IL TRACOLLO – Ora il Milan raccoglie le macerie di quell’impero che aveva creato, che poco a poco è andato sbriciolarsi. Undici anni in cui milanisti hanno dovuto ingoiare bocconi amari (tolto uno scudetto), vivendoli come un calvario. Soprattutto dal 2012 in poi, quando con la cessione di Ibrahimovic e Thiago Silva, Silvio Berlusconi ha deciso di smantellare il suo giocattolo e porre il sipario sulla sua epopea, trascinando il morto agonizzante per qualche anno fino alla cessione – che sembrava liberatoria – ai cinesi. Nel frattempo lo stesso Berlusconi ha avuto tempo di bruciare in panchina una pletora dei suoi ex campioni, quando il problema non era a loro imputabile. Non parliamo dei cinesi. Un anno illusorio e travagliato, dove il fiato sospeso era più per l’invio di un bonifico che per un calcio di rigore, dove le notizie della squadra si leggevano su un giornale rosa, ma ero quello del Sole 24. Ora un altro passaggio di proprietà, che ancora non basta per rialzare la testa, ma utile per sperare in un futuro migliore.

PRIMA E ORA…- Quello era un Milan di campioni, ora i campioni vestono altre maglie, manca da morire la Champions e la sua musichetta. San Siro è diventato terra di conquista per gli avversari. Prima gli allenatori venivano portati in trionfo dopo una Champions, ora dopo un sesto posto. Prima gli scontri diretti erano con la Juventus, ora con l’Atalanta. Prima si giocava il mercoledì, ora il giovedì, quando forse sarebbe meglio nemmeno giocare. Prima il Milan era rispettato in campo e fuori, ora si deve subire inermi gli sfottò dei rivali. Ma rialzarsi si può…Juventus docet. Quando il Milan sollevava la Champions in faccia ai Reds, la Juventus vinceva il campionato di serie B. Dopo i primi anni tribolati, i bianconeri hanno raccolto il testimone del Milan e grazie a competenza, programmazione strategica e lungimiranza, ora hanno tutte le carte in regole per giocarsi il primato del mondo nel prossimo dicembre 2019.

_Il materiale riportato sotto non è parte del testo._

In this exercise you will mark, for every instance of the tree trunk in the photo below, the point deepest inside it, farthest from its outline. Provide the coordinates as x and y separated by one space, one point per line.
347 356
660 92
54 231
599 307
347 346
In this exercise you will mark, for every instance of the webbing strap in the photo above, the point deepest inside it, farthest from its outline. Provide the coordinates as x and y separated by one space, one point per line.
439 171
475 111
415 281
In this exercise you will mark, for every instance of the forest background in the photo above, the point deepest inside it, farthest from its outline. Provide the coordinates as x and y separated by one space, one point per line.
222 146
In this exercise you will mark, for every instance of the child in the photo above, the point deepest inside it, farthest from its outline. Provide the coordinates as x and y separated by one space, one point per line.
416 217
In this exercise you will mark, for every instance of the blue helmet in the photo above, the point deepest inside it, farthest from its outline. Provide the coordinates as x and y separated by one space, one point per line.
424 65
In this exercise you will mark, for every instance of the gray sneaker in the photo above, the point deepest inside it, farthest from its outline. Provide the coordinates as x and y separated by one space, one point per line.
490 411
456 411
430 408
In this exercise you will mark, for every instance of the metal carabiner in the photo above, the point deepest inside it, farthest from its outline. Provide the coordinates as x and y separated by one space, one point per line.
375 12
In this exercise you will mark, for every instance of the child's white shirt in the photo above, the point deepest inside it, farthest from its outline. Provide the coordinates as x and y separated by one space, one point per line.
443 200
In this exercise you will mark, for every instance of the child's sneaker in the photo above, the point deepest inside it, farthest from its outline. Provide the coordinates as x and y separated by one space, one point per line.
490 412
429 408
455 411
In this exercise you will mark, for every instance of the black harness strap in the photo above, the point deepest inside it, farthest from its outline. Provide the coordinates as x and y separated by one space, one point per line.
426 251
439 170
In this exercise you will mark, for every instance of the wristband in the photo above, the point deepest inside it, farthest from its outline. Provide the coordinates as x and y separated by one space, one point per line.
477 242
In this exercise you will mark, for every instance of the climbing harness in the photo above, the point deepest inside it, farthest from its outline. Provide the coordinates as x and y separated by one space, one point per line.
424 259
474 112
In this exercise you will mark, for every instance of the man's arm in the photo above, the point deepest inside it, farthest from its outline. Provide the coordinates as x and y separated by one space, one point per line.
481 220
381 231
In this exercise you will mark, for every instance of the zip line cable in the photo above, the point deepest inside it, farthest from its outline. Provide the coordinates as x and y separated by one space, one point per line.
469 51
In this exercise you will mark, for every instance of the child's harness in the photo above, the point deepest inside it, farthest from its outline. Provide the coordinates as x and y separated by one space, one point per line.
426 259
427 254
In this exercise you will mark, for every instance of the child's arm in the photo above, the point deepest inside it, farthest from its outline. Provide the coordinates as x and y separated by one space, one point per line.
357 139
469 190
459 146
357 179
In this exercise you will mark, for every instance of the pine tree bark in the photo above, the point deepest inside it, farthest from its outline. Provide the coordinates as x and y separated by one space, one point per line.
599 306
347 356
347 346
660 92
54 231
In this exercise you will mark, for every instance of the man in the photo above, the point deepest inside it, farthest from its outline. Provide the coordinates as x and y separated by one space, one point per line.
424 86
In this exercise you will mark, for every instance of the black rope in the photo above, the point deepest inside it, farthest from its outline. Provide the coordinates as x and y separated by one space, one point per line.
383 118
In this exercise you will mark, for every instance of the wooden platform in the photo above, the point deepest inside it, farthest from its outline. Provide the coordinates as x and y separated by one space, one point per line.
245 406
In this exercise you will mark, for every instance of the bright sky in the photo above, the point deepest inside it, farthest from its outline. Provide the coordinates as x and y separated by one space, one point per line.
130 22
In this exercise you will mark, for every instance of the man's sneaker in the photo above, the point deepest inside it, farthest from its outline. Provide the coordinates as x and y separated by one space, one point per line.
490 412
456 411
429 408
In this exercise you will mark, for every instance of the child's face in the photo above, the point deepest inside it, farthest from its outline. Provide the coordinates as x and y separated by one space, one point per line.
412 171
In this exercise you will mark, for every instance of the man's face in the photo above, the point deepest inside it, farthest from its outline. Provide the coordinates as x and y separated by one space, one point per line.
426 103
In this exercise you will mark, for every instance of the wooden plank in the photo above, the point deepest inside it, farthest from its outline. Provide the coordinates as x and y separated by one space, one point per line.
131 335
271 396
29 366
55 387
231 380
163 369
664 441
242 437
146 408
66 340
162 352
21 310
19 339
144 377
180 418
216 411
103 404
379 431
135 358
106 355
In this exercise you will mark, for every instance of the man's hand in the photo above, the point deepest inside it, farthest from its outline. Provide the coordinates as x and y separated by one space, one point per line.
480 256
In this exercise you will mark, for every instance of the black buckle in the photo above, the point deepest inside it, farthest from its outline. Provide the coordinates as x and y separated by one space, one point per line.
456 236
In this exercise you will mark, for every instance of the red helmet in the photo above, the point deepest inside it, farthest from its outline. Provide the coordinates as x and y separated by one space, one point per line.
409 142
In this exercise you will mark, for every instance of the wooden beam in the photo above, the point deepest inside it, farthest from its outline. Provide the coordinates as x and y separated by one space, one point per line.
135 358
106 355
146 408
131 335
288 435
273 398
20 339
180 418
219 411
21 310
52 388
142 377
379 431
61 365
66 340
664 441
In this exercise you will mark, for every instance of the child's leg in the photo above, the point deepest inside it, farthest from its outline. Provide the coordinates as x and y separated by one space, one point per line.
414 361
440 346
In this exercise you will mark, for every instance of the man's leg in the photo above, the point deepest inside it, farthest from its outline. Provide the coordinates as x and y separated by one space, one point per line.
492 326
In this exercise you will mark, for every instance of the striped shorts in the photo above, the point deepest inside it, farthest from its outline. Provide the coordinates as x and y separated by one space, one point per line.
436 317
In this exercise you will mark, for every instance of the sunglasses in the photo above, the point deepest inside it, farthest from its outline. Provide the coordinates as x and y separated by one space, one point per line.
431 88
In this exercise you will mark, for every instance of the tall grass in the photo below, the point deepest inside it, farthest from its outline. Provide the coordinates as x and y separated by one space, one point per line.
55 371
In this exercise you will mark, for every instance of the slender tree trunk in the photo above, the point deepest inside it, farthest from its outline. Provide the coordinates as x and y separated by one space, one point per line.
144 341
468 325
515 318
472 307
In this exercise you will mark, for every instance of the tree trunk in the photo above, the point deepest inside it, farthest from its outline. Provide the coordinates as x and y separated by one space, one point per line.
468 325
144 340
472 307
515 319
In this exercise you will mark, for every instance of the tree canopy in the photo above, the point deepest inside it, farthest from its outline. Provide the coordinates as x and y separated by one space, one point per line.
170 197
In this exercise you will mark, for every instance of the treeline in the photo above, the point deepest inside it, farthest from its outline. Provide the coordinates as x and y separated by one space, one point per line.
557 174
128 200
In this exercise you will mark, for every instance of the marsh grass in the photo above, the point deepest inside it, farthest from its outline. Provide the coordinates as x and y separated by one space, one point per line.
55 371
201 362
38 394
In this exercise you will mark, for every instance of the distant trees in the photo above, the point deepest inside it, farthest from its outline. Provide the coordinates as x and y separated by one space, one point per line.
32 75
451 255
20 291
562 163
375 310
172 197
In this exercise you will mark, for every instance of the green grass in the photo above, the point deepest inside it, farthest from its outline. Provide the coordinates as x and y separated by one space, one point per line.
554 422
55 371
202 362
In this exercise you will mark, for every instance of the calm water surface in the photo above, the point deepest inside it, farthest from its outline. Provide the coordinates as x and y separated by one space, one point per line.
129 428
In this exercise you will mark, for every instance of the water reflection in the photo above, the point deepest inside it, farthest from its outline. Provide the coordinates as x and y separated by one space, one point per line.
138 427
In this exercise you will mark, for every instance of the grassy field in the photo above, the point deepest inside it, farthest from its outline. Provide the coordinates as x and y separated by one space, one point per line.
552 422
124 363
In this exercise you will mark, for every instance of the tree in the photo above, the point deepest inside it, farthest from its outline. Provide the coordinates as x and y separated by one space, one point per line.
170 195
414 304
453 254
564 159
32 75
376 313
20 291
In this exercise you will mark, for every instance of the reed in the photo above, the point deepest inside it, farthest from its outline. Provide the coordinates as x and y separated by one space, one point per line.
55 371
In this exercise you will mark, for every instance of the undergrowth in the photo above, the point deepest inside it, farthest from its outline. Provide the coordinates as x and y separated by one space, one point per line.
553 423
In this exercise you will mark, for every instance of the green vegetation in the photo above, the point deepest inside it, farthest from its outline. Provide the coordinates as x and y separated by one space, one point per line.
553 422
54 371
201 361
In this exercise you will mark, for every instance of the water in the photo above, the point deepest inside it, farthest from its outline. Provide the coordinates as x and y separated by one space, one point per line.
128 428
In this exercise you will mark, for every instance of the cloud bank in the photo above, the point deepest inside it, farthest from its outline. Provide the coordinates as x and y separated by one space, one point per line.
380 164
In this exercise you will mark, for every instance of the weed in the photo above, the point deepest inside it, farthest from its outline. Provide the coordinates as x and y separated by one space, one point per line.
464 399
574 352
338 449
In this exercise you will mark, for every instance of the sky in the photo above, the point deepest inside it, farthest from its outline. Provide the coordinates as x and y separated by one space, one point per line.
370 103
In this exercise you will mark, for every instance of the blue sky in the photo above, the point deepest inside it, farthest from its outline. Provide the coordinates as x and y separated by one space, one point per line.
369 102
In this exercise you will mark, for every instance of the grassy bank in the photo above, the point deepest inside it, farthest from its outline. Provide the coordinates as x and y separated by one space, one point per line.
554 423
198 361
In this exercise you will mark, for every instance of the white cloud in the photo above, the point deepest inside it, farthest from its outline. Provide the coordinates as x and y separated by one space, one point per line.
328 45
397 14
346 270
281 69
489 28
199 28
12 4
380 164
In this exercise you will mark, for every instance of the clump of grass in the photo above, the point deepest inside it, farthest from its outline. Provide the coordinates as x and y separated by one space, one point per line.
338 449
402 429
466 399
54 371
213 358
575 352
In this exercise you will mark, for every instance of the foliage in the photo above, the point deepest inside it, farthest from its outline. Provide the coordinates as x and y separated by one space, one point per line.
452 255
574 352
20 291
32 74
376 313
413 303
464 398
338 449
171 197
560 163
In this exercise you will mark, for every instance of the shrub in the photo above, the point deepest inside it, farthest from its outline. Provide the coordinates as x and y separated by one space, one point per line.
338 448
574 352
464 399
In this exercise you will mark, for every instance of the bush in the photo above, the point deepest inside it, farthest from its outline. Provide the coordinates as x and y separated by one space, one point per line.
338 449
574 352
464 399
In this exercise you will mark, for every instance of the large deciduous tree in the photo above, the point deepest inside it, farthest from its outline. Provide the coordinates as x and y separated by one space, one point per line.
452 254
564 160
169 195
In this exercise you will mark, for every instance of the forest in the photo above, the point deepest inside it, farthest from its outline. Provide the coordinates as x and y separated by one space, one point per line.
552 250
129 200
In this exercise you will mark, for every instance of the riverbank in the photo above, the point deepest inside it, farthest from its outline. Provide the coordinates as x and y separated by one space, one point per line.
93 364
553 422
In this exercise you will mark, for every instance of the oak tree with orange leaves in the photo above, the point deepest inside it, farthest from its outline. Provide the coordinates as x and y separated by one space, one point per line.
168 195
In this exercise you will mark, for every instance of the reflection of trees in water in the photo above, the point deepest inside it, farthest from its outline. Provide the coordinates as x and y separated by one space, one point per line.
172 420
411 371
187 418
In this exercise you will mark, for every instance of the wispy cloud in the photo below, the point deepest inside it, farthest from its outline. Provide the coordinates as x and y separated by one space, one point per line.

RITORNO AL PRESENTE- L’unica cosa rimasta invariata rispetto al 2007 è il fatturato e forse era l’unica cosa che dovevamo cambiare, in questo calcio schiavo dei paletti finanziari. Dati alla mano, il Milan nel 2006/2007 chiuse il bilancio con 228 milioni di ricavi, nel 2017/2018 gli stessi ammontavano a 255. Ma Elliot è intervenuto, investendo su un fuoriclasse dei bilanci. Tornando a quella finale del 2007, segnò anche un giovane Palacio. Un nome che richiama il Milan a un brusco ritorno al presente, perché dopo la disfatta europea e aver rinnegato il suo passato, il Milan dovrà tornare da Bologna con i 3 punti per scacciare la parola crisi e gli inevitabili processi.

Undici lunghi anni in cui abbiamo maturato una certezza: il “grande Milan” non esiste più e la mentalità vincente non si trasmette ammirando le coppe impolverate. Ma tutto si può ricostruire, con un mattone alla volta, tutti uniti come ha detto Gazidis nel video della sua presentazione ai tifosi e centrando un obiettivo alla volta: il primo è tornare a casa, in Champions League.